Global microbial identifier

Last updated

The genomic epidemiological database for global identification of microorganisms or global microbial identifier [1] is a platform for storing whole genome sequencing data of microorganisms, for the identification of relevant genes and for the comparison of genomes to detect and track-and-trace infectious disease outbreaks and emerging pathogens. [2] The database holds two types of information: 1) genomic information of microorganisms, linked to, 2) metadata of those microorganism such as epidemiological details. The database includes all genera of microorganisms: bacteria, viruses, parasites and fungi.[ citation needed ]

Contents

Technology

For genotyping of microorganisms for medical diagnosis, or other purposes, scientists may use a wide variety of DNA profiling techniques, such as polymerase chain reaction, pulsed-field gel electrophoresis or multilocus sequence typing. A complication of this broad variety of techniques is the difficulty to standardize between techniques, laboratories and microorganisms, which may be overcome using the complete DNA code of the genome generated by whole genome sequencing. [3] For straightforward diagnostic identification, the whole genome sequencing information of a microbiological sample is fed into a global genomic database and compared using BLAST procedures to the genomes already present in the database. [4] In addition, whole genome sequencing data may be used to back calculate to the different pre-whole genome sequencing genotyping methods, so previous collected valuable information is not lost. [5] [6] For the global microbial identifier the genomic information is coupled to a wide spectrum of metadata about the specific microbial clone and includes important clinical and epidemiological information such as the global finding places, treatment options and antimicrobial resistance, making it a general microbiological identification tool. This makes personalized treatment of microbial disease possible as well as real-time tracing systems for global surveillance of infectious diseases for food safety and serving human health.[ citation needed ]

The initiative

The initiative for building the database arose in 2011 and when several preconditions were met: 1) whole genome sequencing has become mature and serious alternative for other genotyping techniques, [7] [8] 2) the price of whole genome sequencing has started falling dramatically and in some cases below the price of traditional identifications, 3) vast amounts of IT resources and a fast Internet have become available, and 4) there is the idea that via a cross sectoral and One Health approach infectious diseases may be better controlled. [9] [10]

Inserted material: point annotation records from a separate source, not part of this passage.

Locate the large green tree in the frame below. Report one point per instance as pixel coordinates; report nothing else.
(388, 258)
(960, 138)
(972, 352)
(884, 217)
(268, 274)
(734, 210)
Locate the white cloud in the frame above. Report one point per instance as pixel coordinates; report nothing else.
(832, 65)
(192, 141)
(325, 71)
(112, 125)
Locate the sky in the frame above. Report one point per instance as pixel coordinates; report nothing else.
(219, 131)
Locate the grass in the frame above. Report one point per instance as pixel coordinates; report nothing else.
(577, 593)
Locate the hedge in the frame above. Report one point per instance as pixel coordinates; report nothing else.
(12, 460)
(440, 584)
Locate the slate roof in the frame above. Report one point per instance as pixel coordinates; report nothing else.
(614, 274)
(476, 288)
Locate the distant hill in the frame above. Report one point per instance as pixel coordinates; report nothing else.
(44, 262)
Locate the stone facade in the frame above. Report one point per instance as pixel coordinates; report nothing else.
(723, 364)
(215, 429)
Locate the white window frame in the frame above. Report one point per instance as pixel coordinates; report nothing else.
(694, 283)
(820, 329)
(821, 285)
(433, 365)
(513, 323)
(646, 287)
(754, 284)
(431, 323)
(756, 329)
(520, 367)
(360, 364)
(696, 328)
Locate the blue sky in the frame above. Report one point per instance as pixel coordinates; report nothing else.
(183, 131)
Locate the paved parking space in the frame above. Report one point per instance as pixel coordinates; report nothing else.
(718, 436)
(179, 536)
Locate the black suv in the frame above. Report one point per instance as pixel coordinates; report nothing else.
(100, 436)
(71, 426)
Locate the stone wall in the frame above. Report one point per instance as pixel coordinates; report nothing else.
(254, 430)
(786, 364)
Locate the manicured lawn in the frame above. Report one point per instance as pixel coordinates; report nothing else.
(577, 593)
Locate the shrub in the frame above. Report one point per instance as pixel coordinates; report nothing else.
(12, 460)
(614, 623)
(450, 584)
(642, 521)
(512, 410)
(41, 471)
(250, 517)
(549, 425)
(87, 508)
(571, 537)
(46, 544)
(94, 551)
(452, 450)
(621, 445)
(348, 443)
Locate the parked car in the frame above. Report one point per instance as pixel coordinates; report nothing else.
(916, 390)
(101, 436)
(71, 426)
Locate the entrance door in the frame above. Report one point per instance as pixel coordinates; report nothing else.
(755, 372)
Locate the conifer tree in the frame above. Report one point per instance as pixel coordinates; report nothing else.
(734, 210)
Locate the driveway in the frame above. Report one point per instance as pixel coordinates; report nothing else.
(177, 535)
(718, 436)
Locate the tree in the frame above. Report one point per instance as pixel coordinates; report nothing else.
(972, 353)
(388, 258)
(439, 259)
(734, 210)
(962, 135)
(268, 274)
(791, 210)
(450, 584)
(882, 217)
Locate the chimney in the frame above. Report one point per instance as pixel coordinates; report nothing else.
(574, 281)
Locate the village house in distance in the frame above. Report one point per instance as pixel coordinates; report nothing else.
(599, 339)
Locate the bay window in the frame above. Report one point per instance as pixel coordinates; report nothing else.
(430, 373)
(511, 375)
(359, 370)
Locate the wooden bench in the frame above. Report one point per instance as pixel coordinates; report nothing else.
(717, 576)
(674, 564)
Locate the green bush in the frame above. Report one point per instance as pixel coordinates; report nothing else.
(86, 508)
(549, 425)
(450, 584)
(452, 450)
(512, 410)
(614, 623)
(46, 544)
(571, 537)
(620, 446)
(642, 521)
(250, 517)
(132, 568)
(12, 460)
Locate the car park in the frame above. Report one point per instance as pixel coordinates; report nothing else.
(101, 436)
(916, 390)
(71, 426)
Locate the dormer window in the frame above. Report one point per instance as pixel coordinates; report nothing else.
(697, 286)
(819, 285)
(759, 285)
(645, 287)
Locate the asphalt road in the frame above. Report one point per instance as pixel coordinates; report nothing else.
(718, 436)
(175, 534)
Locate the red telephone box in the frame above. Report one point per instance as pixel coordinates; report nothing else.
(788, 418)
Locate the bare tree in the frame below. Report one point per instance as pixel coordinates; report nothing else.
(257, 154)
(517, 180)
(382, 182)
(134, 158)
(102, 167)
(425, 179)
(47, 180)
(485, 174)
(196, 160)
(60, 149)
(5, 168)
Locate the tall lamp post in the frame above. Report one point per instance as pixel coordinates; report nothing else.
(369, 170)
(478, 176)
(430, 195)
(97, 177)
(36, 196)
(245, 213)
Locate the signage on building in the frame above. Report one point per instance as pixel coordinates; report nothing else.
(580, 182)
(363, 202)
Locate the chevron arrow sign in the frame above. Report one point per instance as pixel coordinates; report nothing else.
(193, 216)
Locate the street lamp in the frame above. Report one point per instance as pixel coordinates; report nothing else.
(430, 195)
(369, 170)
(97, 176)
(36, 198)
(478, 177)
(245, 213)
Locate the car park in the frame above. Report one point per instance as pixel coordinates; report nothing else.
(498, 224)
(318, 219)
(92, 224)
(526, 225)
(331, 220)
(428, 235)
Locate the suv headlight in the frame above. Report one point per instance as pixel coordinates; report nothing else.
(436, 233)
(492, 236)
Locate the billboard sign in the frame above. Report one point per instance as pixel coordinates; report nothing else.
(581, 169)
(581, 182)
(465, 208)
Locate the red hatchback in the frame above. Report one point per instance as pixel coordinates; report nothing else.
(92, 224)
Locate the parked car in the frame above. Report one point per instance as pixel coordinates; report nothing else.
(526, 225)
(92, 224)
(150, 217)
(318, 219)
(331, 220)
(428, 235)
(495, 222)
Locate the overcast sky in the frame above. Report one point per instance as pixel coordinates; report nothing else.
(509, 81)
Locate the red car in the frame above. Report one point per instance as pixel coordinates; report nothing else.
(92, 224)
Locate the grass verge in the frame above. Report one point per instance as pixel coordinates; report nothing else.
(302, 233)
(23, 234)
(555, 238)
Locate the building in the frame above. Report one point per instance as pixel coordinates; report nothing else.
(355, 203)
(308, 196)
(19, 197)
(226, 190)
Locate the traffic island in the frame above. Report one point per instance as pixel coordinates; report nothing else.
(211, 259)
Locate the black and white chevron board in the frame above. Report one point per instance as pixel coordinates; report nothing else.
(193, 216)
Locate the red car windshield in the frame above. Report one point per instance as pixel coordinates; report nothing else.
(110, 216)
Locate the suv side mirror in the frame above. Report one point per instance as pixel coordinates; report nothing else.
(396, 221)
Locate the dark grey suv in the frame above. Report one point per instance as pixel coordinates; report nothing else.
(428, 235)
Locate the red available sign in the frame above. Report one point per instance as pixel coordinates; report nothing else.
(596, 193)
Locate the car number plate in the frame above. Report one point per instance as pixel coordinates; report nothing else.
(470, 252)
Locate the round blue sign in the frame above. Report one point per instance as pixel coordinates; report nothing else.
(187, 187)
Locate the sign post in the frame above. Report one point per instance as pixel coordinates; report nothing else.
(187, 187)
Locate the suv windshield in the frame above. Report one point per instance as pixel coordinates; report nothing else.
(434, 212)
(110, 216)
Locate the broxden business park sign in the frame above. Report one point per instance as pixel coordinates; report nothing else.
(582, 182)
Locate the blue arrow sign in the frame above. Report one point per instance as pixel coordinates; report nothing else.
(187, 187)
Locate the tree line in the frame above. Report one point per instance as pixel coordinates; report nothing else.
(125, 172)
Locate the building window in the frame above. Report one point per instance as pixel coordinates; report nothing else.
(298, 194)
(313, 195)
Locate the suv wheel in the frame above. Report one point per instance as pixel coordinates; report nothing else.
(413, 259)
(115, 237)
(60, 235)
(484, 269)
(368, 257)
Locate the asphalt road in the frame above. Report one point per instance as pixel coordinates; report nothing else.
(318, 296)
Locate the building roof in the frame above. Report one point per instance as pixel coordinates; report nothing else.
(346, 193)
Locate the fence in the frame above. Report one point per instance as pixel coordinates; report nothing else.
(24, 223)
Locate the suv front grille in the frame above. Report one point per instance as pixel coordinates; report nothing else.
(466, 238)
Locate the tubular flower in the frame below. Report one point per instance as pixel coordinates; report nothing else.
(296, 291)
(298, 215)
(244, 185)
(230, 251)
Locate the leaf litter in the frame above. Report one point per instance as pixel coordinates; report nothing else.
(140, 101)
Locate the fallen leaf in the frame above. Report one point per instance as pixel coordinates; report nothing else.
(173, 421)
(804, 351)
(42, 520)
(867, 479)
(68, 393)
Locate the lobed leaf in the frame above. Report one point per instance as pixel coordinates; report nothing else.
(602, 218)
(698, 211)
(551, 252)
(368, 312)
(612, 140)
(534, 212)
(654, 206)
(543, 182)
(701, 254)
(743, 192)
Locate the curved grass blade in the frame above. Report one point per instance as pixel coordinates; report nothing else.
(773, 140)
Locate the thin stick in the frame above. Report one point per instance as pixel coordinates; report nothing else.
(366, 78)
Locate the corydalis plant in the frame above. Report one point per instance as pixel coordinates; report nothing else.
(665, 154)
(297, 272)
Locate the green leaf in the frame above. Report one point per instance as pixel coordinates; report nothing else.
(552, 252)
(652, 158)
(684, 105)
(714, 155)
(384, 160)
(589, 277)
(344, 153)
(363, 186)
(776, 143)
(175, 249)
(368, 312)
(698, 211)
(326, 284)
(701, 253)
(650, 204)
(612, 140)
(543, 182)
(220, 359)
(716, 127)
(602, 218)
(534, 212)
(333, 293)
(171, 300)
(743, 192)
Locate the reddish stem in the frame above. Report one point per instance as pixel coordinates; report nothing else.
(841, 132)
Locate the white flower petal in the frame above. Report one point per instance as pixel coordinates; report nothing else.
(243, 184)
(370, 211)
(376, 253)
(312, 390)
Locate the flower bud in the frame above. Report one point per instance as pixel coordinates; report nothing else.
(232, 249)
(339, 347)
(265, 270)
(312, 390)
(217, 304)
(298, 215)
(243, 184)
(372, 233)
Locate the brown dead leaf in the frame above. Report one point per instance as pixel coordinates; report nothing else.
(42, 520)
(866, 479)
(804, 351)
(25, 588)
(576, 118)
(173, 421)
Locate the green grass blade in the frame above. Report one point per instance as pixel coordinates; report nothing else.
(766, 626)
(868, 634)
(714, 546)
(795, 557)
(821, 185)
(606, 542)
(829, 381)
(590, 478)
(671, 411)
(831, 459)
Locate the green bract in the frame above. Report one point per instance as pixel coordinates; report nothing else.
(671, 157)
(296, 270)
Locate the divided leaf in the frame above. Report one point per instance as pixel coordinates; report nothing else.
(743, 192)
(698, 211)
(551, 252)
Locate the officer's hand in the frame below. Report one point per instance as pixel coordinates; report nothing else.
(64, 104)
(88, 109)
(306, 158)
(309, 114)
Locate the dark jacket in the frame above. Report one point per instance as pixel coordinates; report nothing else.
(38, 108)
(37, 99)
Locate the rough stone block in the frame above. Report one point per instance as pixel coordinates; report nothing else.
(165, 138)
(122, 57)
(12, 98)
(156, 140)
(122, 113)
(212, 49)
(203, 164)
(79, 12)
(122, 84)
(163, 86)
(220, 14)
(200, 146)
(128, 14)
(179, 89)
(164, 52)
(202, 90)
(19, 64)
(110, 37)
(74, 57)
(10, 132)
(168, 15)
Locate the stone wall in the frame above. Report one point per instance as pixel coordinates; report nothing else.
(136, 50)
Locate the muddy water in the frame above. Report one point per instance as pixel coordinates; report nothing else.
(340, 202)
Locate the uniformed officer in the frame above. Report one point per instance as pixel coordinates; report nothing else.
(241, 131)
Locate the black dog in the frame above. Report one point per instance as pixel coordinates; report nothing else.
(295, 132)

Starting the second millennium, many microbiological laboratories, as well as national health institutes, started genome sequencing projects for sequencing the infectious agents collections they had in their biobanks. [11] [12] Thereby generating private databases and sending model genomes to global nucleotide databases such as GenBank of the National Center for Biotechnology Information [13] or the nucleotide database of the EMBL. [14] This created a wealth of genomic information and independent databases for eukaryotic as well as prokaryotic genomes. [15] [16] [17] The need to further integrate these databases and to harmonize data collection, and to link the genomic data to metadata for optimal prevention of infectious diseases, was generally recognized by the scientific community. [18] In 2011, several infectious disease control centers and other organizations took the initiative of a series of international scientific- and policy-meetings, to develop a common platform and to better understand the potentials of an interactive microbiological genomic database. The first meeting was in Brussels, September 2011, [19] [20] followed by meetings in Washington (March 2012) and Copenhagen [21] (February 2013). In addition to experts from around the globe, Intergovernmental Organizations have been included in the action, notably the World Health Organization and the World Organization for Animal Health.[ citation needed ]

Development plan

A detailed roadmap [22] for the development of the database was set up with the following general timeline:

2010 - 2012: Development of pilot systems. [4]
2011 - 2013: International structural start-up, with the formation of an international core group, analysis of the present and future landscape to build the database, and diplomacy efforts to bring the relevant groups together.
2012 - 2016: Development of a robust IT-backbone for the database, and development of novel genome analysis algorithms and software.
2017 - 2020: Construction of a global solution, including the creation of networks and regional hubs.

Steering committee

Current members:

Former members:

See also

Related Research Articles

<span class="mw-page-title-main">Genomics</span> Discipline in genetics

Genomics is an interdisciplinary field of biology focusing on the structure, function, evolution, mapping, and editing of genomes. A genome is an organism's complete set of DNA, including all of its genes as well as its hierarchical, three-dimensional structural configuration. In contrast to genetics, which refers to the study of individual genes and their roles in inheritance, genomics aims at the collective characterization and quantification of all of an organism's genes, their interrelations and influence on the organism. Genes may direct the production of proteins with the assistance of enzymes and messenger molecules. In turn, proteins make up body structures such as organs and tissues as well as control chemical reactions and carry signals between cells. Genomics also involves the sequencing and analysis of genomes through uses of high throughput DNA sequencing and bioinformatics to assemble and analyze the function and structure of entire genomes. Advances in genomics have triggered a revolution in discovery-based research and systems biology to facilitate understanding of even the most complex biological systems such as the brain.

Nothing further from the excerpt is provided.